The virus gets into the wound through a bite with the saliva. From there, the pathogen travels into the central nervous system to the spinal ganglia (nerves originating from the spinal cord). After replicating, the viruses migrate to the brain, where a renewed strong replication is observed.
It usually takes 14 to 60 days for the disease to break out after infection. The disease usually begins with a change in personality. The dog can become aggressive and snappy. He also shows an increased sex drive and starts barking for no reason. After a while, paralysis sets in. Larynx paralysis makes the voice appear hoarse to toneless. Since the lower jaw, the pharynx and the esophagus are also paralyzed, typical salivation occurs with foam in front of the mouth and the tongue hanging out.
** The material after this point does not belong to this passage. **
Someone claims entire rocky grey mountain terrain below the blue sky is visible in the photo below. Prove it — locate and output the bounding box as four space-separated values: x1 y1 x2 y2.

The disease leads to death within a few days of the outbreak.
If the disease has broken out or if there is even a suspicion of infection, the animal must be put to sleep immediately. This is what the “Ordinance on Protection against Rabies” of April 11, 2001 prescribes. Unless the primary immunization was at least 3 weeks and at most 12 months ago and the last booster immunization was not more than 12 months ago.